The boys' third-quarter term ended, and the school sent out report cards and IEP progress reports. We also recently received their results from the Iowa standardized testing conducted in our district.
It's a good thing I'm somewhat comfortable with ambiguity.
Jack's report card was surprisingly good, but second-grade report cards do not feel like data to me. For instance, Jack received an A in social studies, yet I decided early in the year that we would not do social studies homework. The second-grade vocabulary list included executive, judicial, and legislative; I'm not wasting my time or Jack's to study these abstract terms. I learned about government in 7th grade. It was easy to learn at that time because my brain had developed the ability of abstract thought. Neurotypical 2nd graders in Jack's class learned the words but, when questioned about their meaning, did not understand what they had learned.
Is this education?
Well, it passes for education in Ohio because it's part of the curriculum mandated by the state. But the reality for Jack is that he is more than a grade level behind in math, and while his reading skills are good, his reading comprehension is hampered by short attention span and impaired ability to communicate understanding of what he reads. Consequently, we focus on math and reading homework.
I saw the enormous effort Jack put into reading and understanding a lovely story about Hellen Keller, but because the story doesn't repeat the fact of Keller's blindness and deafness, Jack didn't understand that she could not see or hear...even after reading the story numerous times at home and at school. How, then, could he understand the three branches of government? He hears branch and thinks tree.
Last night while we played snuggle-bunnies before bed, George spoke for Jack's stuffed Stitch doll. Jack said, "Stitch doesn't talk, Daddy. He's a stuffed animal." Then, George joked, "What!?! I didn't get a talking alien? The Disney store ripped me off. That was money down the drain!" Jack said, "Don't do that to Stitch!" He thought George was going to flush Stitch down the drain. We tried to explain what George had meant, but I don't think Jack really got it because he kept a death-grip on Stitch until George left the room.
Jack earned a B in science. This actually seems more reasonable to me. He loves certain things about nature, so he's willing and able to learn. For instance, he was fascinated with the phases of the moon...because he can see it in the sky, see how it changes each night.
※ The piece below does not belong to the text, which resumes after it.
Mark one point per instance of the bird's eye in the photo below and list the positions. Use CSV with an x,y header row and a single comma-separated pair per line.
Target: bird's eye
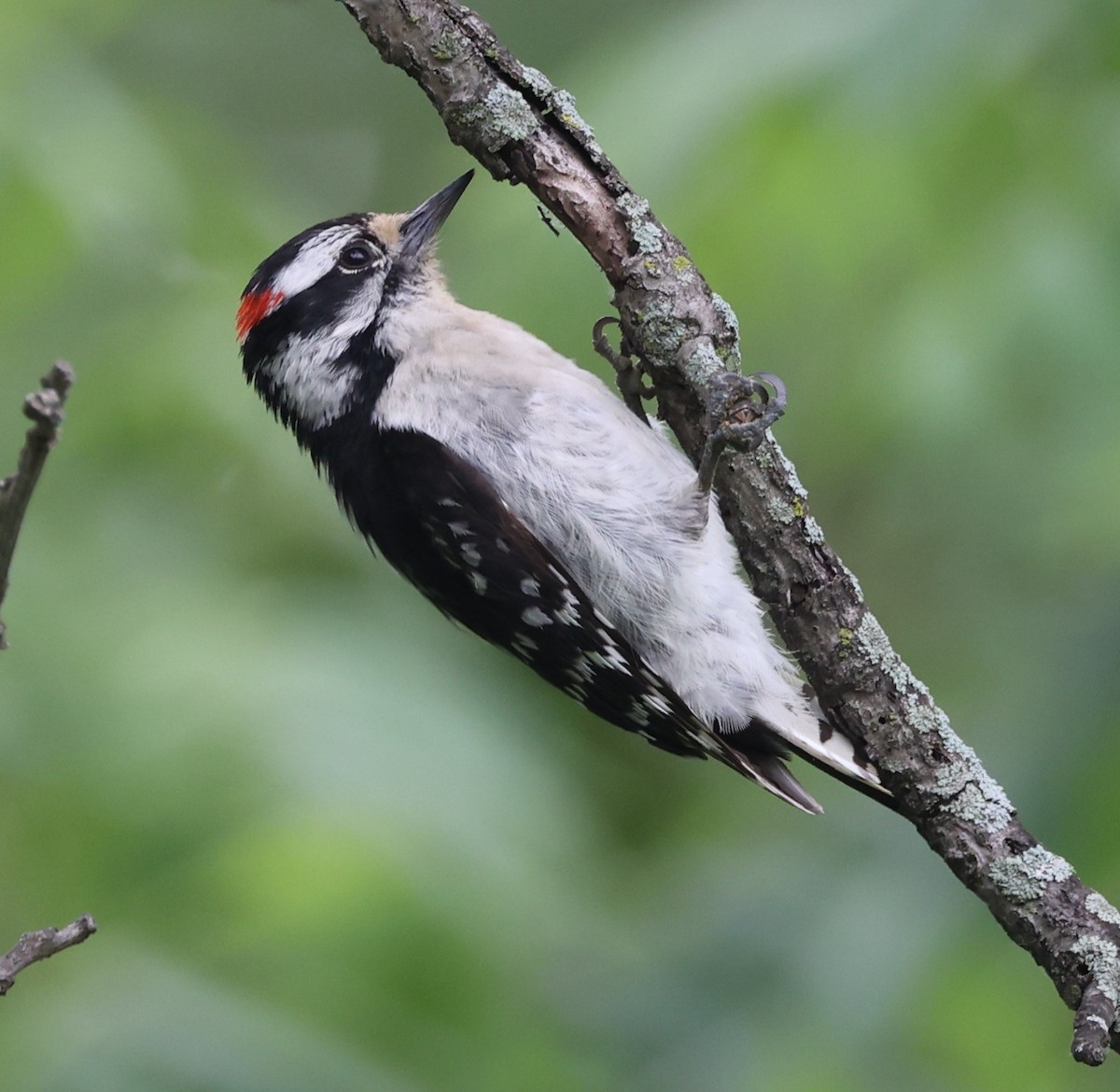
x,y
356,257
It's a real, concrete thing.
Jack's grades are the result of a modified curriculum to accommodate his needs and must be affected/inflated by the aides he works with. When he was given the Iowa Achievement test, he had no accommodations other than a teacher at his side to keep him focused. She couldn't help in any other way. The scores, needless to say, were very low.
This standardized data isn't useful either because Jack's academic skills are nowhere near as low as the standardized test would indicate. These low scores merely tell us how poor Jack's attention span is and how hard it is to motivate him to do things he does not want to do.
In the broader picture, these failed attempts to quantify Jack's academic achievement symbolize the failed attempts of neuroscience to describe exactly what causes autism or what therapies can help any given child. The experts can't even come up with diagnostic criteria that make sense, despite their dedicated attempt in DSM-V.
We parents in the world of autism are essentially forced into a world full of ambiguity, irrelevant data, uncertain courses of action. We make decisions to act, wonder if these decisions are right, fret over uncertain evaluations of our decisions, and try hard not to scream with frustration.
I crave data. When I get it, however, it tells me little. And I move on.
There's really no other choice.
How do you feel about your child's grades and test scores? Do you feel they accurately reflect his/her ability?